On his blog, Turner cited another 7th Circuit ruling against white supremacist Matthew Hale, who once called for Lefkow's assassination. Turner also mentioned the Lefkow murders, although they were unrelated to the Hale case.
"Apparently, the 7th U.S. Circuit court didn't get the hint after those killings. It appears another lesson is needed," Turner wrote. "These judges deserve to be made such an example of as to send a message to the entire judiciary: Obey the Constitution or die."
Turner, who authorities said had three semiautomatic handguns, a shotgun and 350 rounds of ammunition in his North Bergen, N.J., home when the FBI arrested him, worked at times as an FBI informant. Although Fitzgerald's office says he provided occasional information on right-wing extremists, Orozco said he was recruited as an "agent provocateur" to get leftists to act in public against him and reveal themselves to the FBI.
First Amendment scholar Martin H. Redish said much of what Turner wrote is protected by the Constitution, including his declarations that the judges should be eliminated. But he said Turner probably crossed a line when he printed information about the judges, their office locations and the courthouse.

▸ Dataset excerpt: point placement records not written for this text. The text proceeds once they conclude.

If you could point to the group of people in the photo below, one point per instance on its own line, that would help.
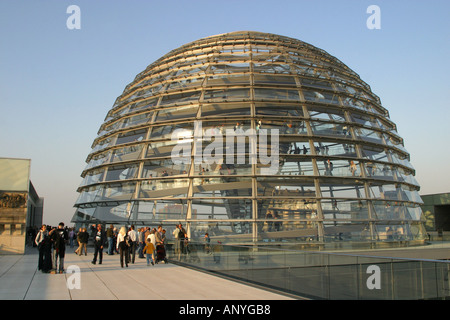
(145, 242)
(51, 243)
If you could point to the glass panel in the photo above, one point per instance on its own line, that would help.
(92, 177)
(89, 194)
(165, 148)
(131, 136)
(277, 94)
(185, 83)
(105, 143)
(282, 110)
(163, 168)
(274, 79)
(292, 187)
(116, 212)
(379, 171)
(316, 83)
(343, 191)
(338, 168)
(165, 132)
(235, 231)
(180, 98)
(121, 173)
(283, 127)
(226, 94)
(340, 230)
(223, 169)
(343, 209)
(230, 68)
(222, 187)
(369, 135)
(374, 153)
(176, 113)
(126, 153)
(228, 79)
(98, 159)
(386, 191)
(318, 112)
(137, 119)
(324, 97)
(392, 232)
(261, 67)
(335, 149)
(294, 166)
(117, 192)
(164, 188)
(229, 109)
(159, 210)
(146, 104)
(330, 129)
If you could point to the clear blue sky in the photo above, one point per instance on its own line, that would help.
(56, 84)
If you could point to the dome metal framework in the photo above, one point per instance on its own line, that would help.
(342, 171)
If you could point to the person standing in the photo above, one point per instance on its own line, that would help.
(43, 243)
(148, 250)
(122, 246)
(84, 238)
(177, 242)
(72, 237)
(77, 251)
(110, 237)
(99, 242)
(141, 242)
(59, 238)
(133, 243)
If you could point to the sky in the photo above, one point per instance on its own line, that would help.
(57, 84)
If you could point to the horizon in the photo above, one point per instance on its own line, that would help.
(58, 84)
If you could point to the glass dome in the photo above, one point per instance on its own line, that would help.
(252, 137)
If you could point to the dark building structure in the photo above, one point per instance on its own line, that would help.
(21, 209)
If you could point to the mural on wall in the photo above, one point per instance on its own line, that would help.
(12, 200)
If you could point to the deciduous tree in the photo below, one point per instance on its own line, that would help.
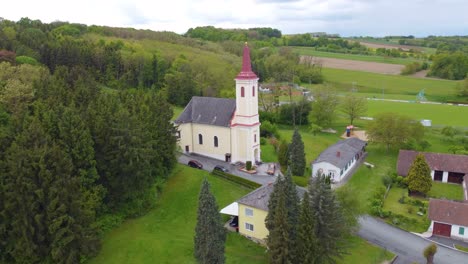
(354, 106)
(419, 176)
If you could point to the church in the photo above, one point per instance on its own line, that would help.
(224, 129)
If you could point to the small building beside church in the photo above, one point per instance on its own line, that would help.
(224, 129)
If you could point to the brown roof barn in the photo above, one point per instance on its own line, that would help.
(450, 212)
(436, 161)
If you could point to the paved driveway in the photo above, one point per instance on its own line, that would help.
(209, 164)
(409, 247)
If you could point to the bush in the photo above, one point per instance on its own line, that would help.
(236, 179)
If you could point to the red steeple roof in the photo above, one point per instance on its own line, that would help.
(246, 72)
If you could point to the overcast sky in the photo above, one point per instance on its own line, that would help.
(345, 17)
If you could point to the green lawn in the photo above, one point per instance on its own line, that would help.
(438, 113)
(446, 191)
(366, 180)
(374, 83)
(362, 251)
(310, 51)
(165, 234)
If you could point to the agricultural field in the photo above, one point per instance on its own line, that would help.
(381, 84)
(310, 51)
(440, 114)
(165, 234)
(364, 66)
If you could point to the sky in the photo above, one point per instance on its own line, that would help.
(345, 17)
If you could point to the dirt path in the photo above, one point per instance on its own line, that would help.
(375, 67)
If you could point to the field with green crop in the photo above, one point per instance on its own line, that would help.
(440, 114)
(378, 84)
(310, 51)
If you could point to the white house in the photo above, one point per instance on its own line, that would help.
(338, 160)
(448, 218)
(224, 129)
(444, 167)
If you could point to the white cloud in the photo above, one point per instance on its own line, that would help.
(346, 17)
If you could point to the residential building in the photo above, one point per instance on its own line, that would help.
(444, 167)
(448, 218)
(224, 129)
(338, 160)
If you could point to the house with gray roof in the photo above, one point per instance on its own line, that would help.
(252, 210)
(221, 128)
(338, 160)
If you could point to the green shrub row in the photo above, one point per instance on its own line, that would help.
(236, 179)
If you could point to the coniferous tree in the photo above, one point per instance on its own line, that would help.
(283, 153)
(330, 227)
(307, 242)
(279, 240)
(297, 153)
(284, 187)
(210, 235)
(419, 176)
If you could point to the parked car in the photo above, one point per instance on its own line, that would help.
(195, 164)
(220, 168)
(271, 169)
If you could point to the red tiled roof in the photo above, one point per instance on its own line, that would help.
(449, 212)
(436, 161)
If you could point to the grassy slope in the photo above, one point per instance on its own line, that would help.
(310, 51)
(166, 233)
(373, 83)
(437, 113)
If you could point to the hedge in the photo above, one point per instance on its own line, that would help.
(236, 179)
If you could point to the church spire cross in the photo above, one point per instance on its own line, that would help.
(246, 72)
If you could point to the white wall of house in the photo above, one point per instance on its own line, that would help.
(455, 232)
(460, 232)
(444, 176)
(332, 170)
(327, 169)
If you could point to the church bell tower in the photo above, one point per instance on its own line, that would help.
(245, 124)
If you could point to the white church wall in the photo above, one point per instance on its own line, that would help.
(208, 133)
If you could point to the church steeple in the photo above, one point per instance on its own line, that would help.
(246, 72)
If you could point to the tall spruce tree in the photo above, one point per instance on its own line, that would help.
(210, 235)
(297, 153)
(284, 187)
(279, 240)
(306, 242)
(419, 176)
(330, 227)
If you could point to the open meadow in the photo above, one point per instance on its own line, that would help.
(310, 51)
(381, 84)
(165, 234)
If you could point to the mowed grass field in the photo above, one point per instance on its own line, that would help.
(310, 51)
(440, 114)
(378, 84)
(165, 234)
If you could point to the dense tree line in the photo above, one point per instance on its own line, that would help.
(72, 153)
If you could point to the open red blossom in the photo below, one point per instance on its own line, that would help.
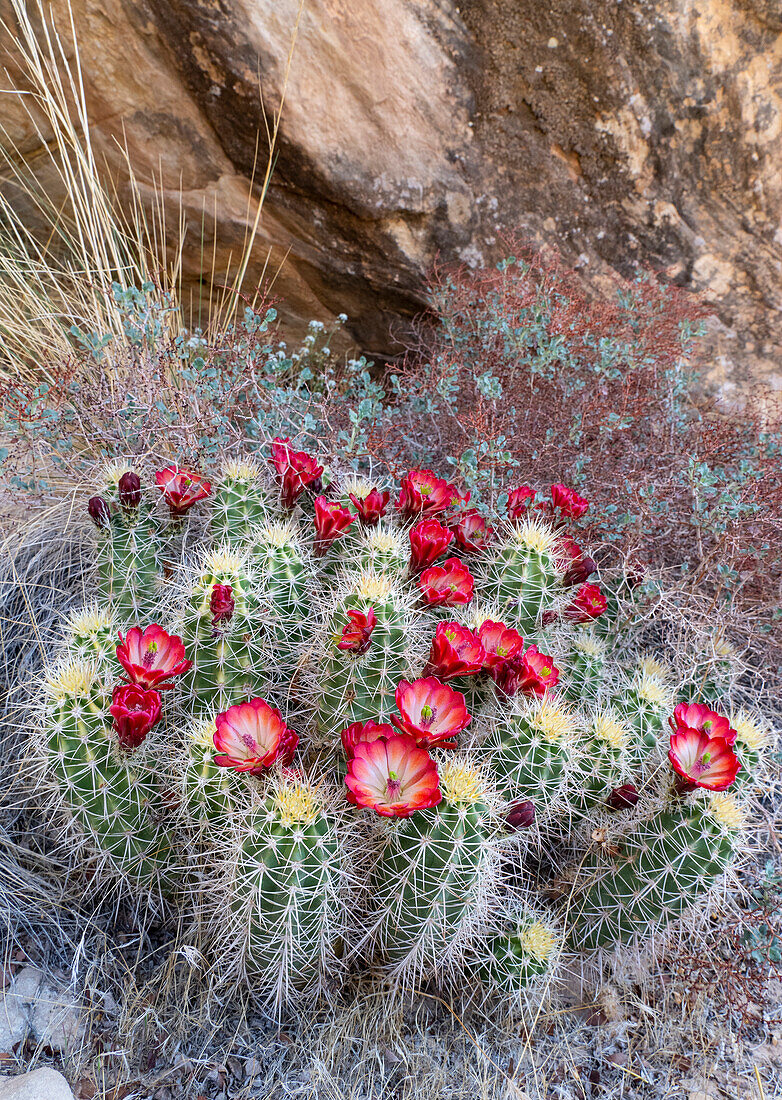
(428, 540)
(425, 494)
(587, 604)
(580, 567)
(448, 584)
(135, 710)
(372, 507)
(393, 777)
(153, 657)
(701, 760)
(568, 503)
(365, 732)
(499, 642)
(519, 501)
(430, 712)
(221, 603)
(700, 716)
(455, 651)
(528, 673)
(331, 519)
(472, 531)
(296, 470)
(356, 635)
(182, 488)
(252, 736)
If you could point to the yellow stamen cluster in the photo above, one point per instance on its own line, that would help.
(88, 620)
(297, 803)
(240, 470)
(590, 645)
(751, 732)
(536, 535)
(73, 679)
(726, 810)
(461, 783)
(538, 941)
(607, 727)
(553, 721)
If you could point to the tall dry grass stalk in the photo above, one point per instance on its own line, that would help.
(61, 273)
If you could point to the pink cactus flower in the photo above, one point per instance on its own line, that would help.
(568, 503)
(135, 710)
(455, 651)
(331, 520)
(252, 736)
(519, 502)
(701, 760)
(429, 539)
(395, 778)
(587, 604)
(356, 635)
(372, 507)
(182, 488)
(364, 732)
(447, 585)
(151, 658)
(430, 712)
(425, 494)
(700, 716)
(500, 644)
(528, 673)
(472, 531)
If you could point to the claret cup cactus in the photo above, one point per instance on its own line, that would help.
(339, 724)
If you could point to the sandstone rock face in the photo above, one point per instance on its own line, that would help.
(624, 132)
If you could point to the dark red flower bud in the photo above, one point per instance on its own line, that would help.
(623, 798)
(221, 603)
(130, 490)
(99, 510)
(520, 815)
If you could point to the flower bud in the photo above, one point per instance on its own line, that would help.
(623, 798)
(130, 490)
(520, 815)
(99, 510)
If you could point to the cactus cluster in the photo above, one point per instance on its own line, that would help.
(341, 724)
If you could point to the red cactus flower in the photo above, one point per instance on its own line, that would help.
(500, 644)
(587, 604)
(447, 585)
(252, 736)
(472, 531)
(431, 712)
(700, 716)
(331, 519)
(296, 470)
(568, 503)
(153, 657)
(528, 673)
(356, 635)
(372, 507)
(428, 540)
(455, 651)
(365, 732)
(221, 603)
(99, 510)
(393, 777)
(129, 490)
(701, 760)
(580, 567)
(519, 501)
(425, 494)
(135, 710)
(182, 488)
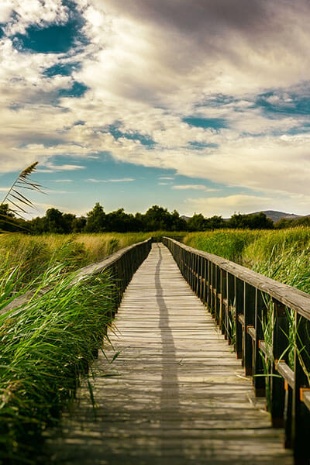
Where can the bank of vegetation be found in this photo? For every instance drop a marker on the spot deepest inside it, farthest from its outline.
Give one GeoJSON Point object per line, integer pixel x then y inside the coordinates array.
{"type": "Point", "coordinates": [283, 255]}
{"type": "Point", "coordinates": [48, 343]}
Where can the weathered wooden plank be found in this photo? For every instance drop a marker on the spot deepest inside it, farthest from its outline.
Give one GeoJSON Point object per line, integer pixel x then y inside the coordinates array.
{"type": "Point", "coordinates": [175, 393]}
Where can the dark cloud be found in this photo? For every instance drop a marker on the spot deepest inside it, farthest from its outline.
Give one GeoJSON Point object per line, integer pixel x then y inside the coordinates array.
{"type": "Point", "coordinates": [197, 15]}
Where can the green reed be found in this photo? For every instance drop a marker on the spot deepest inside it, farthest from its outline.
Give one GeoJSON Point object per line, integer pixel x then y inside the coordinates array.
{"type": "Point", "coordinates": [47, 345]}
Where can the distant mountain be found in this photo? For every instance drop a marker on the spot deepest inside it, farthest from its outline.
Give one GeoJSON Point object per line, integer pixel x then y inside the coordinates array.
{"type": "Point", "coordinates": [277, 216]}
{"type": "Point", "coordinates": [272, 214]}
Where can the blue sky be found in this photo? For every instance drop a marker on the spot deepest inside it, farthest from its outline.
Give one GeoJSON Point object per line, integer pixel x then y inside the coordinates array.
{"type": "Point", "coordinates": [198, 106]}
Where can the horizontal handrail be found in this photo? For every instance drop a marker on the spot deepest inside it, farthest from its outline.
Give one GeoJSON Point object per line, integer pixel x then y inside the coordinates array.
{"type": "Point", "coordinates": [268, 323]}
{"type": "Point", "coordinates": [121, 265]}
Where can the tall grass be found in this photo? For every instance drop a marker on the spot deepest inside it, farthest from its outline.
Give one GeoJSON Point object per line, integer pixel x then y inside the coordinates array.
{"type": "Point", "coordinates": [46, 346]}
{"type": "Point", "coordinates": [283, 255]}
{"type": "Point", "coordinates": [32, 255]}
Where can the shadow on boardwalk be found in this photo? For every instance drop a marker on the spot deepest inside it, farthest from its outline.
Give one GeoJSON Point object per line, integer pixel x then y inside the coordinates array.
{"type": "Point", "coordinates": [174, 395]}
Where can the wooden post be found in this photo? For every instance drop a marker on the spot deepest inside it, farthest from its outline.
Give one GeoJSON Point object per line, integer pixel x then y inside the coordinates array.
{"type": "Point", "coordinates": [279, 347]}
{"type": "Point", "coordinates": [249, 312]}
{"type": "Point", "coordinates": [239, 325]}
{"type": "Point", "coordinates": [300, 413]}
{"type": "Point", "coordinates": [258, 366]}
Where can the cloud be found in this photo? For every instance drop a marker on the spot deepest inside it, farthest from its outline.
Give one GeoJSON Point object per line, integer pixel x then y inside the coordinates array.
{"type": "Point", "coordinates": [244, 204]}
{"type": "Point", "coordinates": [198, 187]}
{"type": "Point", "coordinates": [111, 180]}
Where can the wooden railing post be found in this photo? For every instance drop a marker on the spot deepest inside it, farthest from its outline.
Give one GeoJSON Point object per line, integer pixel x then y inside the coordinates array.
{"type": "Point", "coordinates": [239, 319]}
{"type": "Point", "coordinates": [300, 413]}
{"type": "Point", "coordinates": [280, 344]}
{"type": "Point", "coordinates": [258, 366]}
{"type": "Point", "coordinates": [249, 311]}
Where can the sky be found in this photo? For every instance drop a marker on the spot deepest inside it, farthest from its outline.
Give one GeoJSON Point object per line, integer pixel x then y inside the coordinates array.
{"type": "Point", "coordinates": [198, 106]}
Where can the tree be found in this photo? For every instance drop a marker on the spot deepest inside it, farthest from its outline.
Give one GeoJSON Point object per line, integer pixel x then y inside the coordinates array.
{"type": "Point", "coordinates": [96, 219]}
{"type": "Point", "coordinates": [197, 223]}
{"type": "Point", "coordinates": [16, 203]}
{"type": "Point", "coordinates": [251, 221]}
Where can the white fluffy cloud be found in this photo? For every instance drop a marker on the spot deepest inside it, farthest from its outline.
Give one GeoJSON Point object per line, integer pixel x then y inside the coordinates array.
{"type": "Point", "coordinates": [147, 65]}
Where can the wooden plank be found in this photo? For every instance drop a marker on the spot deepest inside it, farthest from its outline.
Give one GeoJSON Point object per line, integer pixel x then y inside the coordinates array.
{"type": "Point", "coordinates": [175, 393]}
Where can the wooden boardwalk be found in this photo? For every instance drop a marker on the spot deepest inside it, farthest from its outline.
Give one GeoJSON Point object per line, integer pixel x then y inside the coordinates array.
{"type": "Point", "coordinates": [175, 393]}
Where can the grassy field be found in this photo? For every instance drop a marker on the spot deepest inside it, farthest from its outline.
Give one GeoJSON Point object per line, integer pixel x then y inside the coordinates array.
{"type": "Point", "coordinates": [283, 255]}
{"type": "Point", "coordinates": [48, 344]}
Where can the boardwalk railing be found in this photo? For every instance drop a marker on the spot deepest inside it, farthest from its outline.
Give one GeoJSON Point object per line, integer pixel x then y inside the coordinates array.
{"type": "Point", "coordinates": [269, 325]}
{"type": "Point", "coordinates": [120, 265]}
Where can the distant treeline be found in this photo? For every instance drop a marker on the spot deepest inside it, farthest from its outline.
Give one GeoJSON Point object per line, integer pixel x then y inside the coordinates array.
{"type": "Point", "coordinates": [155, 219]}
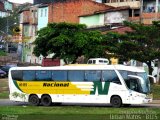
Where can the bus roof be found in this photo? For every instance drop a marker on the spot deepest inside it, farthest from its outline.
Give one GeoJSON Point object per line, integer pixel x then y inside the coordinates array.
{"type": "Point", "coordinates": [82, 67]}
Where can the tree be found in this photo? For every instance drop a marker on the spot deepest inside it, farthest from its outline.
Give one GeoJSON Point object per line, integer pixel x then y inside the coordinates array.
{"type": "Point", "coordinates": [142, 43]}
{"type": "Point", "coordinates": [68, 41]}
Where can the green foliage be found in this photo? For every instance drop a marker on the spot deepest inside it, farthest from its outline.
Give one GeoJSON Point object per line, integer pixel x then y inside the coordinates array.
{"type": "Point", "coordinates": [68, 41]}
{"type": "Point", "coordinates": [2, 53]}
{"type": "Point", "coordinates": [142, 43]}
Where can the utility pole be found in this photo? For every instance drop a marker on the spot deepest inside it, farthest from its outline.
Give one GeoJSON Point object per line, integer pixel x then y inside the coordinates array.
{"type": "Point", "coordinates": [156, 18]}
{"type": "Point", "coordinates": [141, 11]}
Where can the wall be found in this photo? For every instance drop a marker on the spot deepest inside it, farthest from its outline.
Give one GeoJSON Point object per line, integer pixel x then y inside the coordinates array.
{"type": "Point", "coordinates": [8, 6]}
{"type": "Point", "coordinates": [42, 17]}
{"type": "Point", "coordinates": [70, 10]}
{"type": "Point", "coordinates": [116, 17]}
{"type": "Point", "coordinates": [131, 4]}
{"type": "Point", "coordinates": [93, 20]}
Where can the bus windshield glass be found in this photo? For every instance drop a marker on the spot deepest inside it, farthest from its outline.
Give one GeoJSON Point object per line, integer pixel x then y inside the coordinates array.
{"type": "Point", "coordinates": [135, 84]}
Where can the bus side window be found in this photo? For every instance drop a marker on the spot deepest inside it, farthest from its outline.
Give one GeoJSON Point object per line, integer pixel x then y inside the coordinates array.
{"type": "Point", "coordinates": [43, 75]}
{"type": "Point", "coordinates": [29, 75]}
{"type": "Point", "coordinates": [59, 75]}
{"type": "Point", "coordinates": [110, 76]}
{"type": "Point", "coordinates": [17, 75]}
{"type": "Point", "coordinates": [77, 75]}
{"type": "Point", "coordinates": [92, 75]}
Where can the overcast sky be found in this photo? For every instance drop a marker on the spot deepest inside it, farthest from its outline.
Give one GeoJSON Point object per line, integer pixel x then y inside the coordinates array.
{"type": "Point", "coordinates": [21, 1]}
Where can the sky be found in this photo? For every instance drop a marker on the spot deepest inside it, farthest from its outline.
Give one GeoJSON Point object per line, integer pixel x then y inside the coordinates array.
{"type": "Point", "coordinates": [21, 1]}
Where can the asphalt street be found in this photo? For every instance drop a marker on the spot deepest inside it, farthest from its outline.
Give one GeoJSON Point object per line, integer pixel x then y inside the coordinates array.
{"type": "Point", "coordinates": [7, 102]}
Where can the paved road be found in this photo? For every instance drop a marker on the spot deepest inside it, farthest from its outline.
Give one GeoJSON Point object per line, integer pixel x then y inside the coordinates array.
{"type": "Point", "coordinates": [6, 102]}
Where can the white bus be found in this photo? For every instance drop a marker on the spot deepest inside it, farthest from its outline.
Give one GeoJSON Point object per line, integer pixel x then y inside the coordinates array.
{"type": "Point", "coordinates": [115, 84]}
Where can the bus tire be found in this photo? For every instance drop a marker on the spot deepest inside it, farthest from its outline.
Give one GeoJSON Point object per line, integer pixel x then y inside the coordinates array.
{"type": "Point", "coordinates": [46, 100]}
{"type": "Point", "coordinates": [34, 100]}
{"type": "Point", "coordinates": [116, 101]}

"I would give very strong odds on a thousand bucks that once he said that stuff, it takes it out of any kind of hyperbole range," said Redish, a professor at Northwestern University Law School. "I just don't see him being protected."
Michael Harrison, a former talk radio host and publisher of Talkers magazine, says examples of incitement to violence are rare. He termed them "random." As he surveys the landscape, he said, "It's easy to take a look at this and say, 'Is this some kind of trend?' No, it isn't.
"I remember plenty of people comparing George W. Bush to a Nazi, to a fascist. Of course there are suggestible people and there are mentally ill people who can react to anything. But what are you going to do -- stop political discussion, stop criticism, stop free speech?"
James W. von Brunn, who killed a guard at the U.S. Holocaust Memorial Museum in June, had a history of hateful writings about religious and ethnic minorities and a felony conviction for attacking the Federal Reserve headquarters. But he was not the subject of a criminal investigation before the shooting.
"Law enforcement's challenge every day is to balance the civil liberties of the United States citizen against the need to investigate activities that might lead to criminal conduct," Joseph Persichini Jr., chief of the FBI's Washington field office, told reporters. "No matter how offensive to some, we are keenly aware expressing views is not a crime and the protection afforded under the Constitution cannot be compromised."
Yet all speech is not alike, Potok said. Just as the disruptions directed at Democratic town hall meetings on health care are spawning a debate about the contours of civil discourse, the sometimes bitter skirmishes on the airwaves and the Web raise questions about where such talk can lead.
Some conservative commentators "really are provocateurs," Potok maintained. "They have specialized for years now in pushing the First Amendment to its limits, and they've gotten very good at it."